Pereira yine de bildiğini yaptı.
Baskılı başladı F.Bahçe, rakibin güçsüzlüğü ve istekli olmak da bunu getirdi zaten. Önce, rakip alanda baskı ve hızlı atakla, arkasından da dönen topu alıp, çabuk düşünerek Josef'in pası ile bulunan iki Volkan golü ile 10 dakikada 2-0'ı buldu.
Protesto doğru değil
Oynadığı maçların yüzde 59'unda gol atan Gomez'e karşılık , yüzde 47'sinde gol atabilmiş RVP, yine güçsüz görünüyordu. Yine de oyun oynanırken protesto edilmesi doğru değildi.Volkan'ı ise kameralar ancak 23. dakikada bir Mersin ortasında gösterebildi. Sonra temposu düştü F.Bahçe'nin, Nani yine "Topa yapışan krampon'' oyununu oynuyordu.
Alper daha iyi olabilirdi.
Gökhan atağa daha çok katılabilirdi.
Ama rakibin üzerinize gelmeye mecali olmayan bir maçta bunlar normaldi. Seyircinin bir kısmı tarafından protesto edilen Persie'nin top alma çabaları, Hasan Ali'nin ortasında meyvesini verebilirdi belki ama Muammer izin vermedi.

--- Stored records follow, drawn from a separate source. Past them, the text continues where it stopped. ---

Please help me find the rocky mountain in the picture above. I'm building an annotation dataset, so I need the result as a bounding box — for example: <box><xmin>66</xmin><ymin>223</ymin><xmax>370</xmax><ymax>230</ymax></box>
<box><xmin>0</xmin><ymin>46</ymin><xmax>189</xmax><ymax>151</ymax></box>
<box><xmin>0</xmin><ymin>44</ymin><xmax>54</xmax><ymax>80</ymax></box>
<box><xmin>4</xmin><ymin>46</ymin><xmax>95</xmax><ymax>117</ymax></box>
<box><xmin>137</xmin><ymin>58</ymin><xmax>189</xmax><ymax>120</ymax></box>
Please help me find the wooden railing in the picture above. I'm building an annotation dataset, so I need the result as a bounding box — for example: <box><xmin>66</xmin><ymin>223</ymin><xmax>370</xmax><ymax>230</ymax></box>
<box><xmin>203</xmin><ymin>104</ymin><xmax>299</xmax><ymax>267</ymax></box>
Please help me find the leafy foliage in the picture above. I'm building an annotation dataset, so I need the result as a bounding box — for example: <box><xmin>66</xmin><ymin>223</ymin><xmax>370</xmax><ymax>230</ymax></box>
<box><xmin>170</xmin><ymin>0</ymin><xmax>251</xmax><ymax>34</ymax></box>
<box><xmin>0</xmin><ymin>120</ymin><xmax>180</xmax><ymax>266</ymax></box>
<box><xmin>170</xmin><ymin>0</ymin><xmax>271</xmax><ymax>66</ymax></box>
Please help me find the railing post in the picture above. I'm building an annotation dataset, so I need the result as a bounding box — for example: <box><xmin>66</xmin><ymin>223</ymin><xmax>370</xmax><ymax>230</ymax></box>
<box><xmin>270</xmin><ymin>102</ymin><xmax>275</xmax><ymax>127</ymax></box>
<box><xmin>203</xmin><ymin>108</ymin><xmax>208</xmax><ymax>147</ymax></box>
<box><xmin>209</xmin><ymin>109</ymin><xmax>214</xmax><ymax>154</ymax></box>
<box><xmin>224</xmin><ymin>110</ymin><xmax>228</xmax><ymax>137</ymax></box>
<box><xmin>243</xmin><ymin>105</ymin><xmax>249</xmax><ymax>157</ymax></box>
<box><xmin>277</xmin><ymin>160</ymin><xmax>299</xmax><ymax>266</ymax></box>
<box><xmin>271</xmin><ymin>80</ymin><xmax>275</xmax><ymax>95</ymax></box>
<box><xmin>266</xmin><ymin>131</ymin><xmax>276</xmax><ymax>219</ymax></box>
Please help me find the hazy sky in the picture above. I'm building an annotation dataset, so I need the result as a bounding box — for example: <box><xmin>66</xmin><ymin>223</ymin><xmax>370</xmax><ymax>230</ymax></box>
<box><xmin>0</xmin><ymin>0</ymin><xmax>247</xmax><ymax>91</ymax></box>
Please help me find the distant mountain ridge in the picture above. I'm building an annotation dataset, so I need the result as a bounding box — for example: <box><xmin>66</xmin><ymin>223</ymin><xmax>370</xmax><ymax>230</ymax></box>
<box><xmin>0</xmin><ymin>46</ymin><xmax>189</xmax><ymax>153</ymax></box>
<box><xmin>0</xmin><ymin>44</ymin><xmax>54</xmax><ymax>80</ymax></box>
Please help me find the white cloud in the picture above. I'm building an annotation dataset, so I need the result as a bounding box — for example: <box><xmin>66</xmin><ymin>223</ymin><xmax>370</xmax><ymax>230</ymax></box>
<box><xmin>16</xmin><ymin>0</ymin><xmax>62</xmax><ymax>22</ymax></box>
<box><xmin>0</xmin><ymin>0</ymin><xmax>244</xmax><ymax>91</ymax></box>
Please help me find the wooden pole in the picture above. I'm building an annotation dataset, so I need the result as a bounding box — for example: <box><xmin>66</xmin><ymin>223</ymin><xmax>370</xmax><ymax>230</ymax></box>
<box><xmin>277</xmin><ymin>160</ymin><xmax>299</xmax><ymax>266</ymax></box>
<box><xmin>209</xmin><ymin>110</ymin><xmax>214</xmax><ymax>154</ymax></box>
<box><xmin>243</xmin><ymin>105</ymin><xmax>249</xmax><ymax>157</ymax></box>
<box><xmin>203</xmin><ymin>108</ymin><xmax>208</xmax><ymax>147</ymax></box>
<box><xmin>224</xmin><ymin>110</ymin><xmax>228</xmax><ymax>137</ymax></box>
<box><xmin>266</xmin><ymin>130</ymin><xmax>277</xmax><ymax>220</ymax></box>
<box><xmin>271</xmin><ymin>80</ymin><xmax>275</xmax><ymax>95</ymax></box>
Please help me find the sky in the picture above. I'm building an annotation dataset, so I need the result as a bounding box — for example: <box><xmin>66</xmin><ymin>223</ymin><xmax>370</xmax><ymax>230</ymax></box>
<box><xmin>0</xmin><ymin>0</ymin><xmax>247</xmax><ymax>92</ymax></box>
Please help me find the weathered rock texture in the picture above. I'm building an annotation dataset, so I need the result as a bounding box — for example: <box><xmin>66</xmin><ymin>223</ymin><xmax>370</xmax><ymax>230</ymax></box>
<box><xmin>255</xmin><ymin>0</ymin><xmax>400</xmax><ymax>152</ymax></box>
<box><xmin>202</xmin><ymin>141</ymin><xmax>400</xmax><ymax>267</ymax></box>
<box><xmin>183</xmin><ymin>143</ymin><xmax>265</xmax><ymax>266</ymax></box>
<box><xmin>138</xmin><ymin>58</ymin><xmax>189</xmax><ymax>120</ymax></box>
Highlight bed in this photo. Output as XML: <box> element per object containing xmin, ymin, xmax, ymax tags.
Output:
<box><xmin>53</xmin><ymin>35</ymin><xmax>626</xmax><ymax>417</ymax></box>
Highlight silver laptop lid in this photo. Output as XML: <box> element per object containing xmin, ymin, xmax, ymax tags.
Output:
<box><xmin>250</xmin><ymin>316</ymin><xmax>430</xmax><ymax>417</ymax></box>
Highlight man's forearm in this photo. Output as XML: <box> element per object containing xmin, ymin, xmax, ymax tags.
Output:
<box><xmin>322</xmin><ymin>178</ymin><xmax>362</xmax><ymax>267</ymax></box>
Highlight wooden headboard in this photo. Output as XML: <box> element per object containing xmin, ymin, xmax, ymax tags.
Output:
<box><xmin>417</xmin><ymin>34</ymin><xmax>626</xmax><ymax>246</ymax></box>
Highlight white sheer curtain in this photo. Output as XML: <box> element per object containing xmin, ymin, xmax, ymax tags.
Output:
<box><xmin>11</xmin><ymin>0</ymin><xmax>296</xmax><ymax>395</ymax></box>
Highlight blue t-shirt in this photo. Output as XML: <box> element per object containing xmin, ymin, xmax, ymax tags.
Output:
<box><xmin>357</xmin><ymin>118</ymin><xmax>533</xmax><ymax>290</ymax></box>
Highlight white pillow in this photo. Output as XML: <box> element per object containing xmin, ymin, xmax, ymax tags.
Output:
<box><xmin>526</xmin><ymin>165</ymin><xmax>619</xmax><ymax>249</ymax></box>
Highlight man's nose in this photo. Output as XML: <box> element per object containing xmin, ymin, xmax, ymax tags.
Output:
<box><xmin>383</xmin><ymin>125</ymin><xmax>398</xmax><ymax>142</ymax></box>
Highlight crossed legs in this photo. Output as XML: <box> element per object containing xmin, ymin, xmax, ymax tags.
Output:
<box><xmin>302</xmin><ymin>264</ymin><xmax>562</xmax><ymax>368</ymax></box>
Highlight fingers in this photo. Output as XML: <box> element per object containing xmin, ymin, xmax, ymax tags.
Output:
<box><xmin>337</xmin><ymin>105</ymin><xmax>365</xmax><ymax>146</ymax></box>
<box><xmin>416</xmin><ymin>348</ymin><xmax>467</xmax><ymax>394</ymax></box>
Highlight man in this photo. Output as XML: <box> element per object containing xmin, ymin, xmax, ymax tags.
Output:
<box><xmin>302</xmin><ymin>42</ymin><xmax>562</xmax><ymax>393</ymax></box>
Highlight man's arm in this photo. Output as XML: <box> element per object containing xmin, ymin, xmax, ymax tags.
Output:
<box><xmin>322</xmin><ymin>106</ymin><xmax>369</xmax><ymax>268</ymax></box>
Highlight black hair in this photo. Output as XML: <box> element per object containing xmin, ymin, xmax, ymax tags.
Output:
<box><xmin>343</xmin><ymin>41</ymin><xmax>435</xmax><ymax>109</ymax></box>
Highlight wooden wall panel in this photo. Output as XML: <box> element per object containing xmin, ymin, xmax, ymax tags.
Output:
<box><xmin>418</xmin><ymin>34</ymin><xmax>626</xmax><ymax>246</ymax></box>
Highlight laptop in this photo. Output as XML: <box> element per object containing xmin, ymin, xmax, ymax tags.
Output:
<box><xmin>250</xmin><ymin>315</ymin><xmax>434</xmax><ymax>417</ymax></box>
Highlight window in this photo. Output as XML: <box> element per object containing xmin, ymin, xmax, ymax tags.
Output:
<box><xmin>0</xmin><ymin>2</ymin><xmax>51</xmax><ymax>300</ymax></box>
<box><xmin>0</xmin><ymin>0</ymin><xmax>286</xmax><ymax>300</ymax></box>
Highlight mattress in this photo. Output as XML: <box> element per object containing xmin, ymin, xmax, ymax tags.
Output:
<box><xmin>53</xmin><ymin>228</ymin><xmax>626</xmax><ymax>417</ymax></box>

F.Bahçe'nin istediği gibi oynadığı ilk yarıda,Mersin'in kaleye attığı ilk şutu , korner ortasından gelince 2-1 bitiyordu 45 dakika.
Kafa mı buluyorlar?
Sakatlanan Volkan yerine Fernandao, Pedriel yerine de Serol'le başladı ikinci yarı. İlk 10 dakika biraz toparladı Mersin, Wellington'u Gökhan engelledi o arada. Sonra Fernandao ve Persie'nin golleri geldi. Oyunun anlamı kalmadı. Ama Persie'nin penaltı sonrası koşarak Pereira'ya sarılması bana "Kafa mı buluyorsunuz?'' dedirtti, güldürdü.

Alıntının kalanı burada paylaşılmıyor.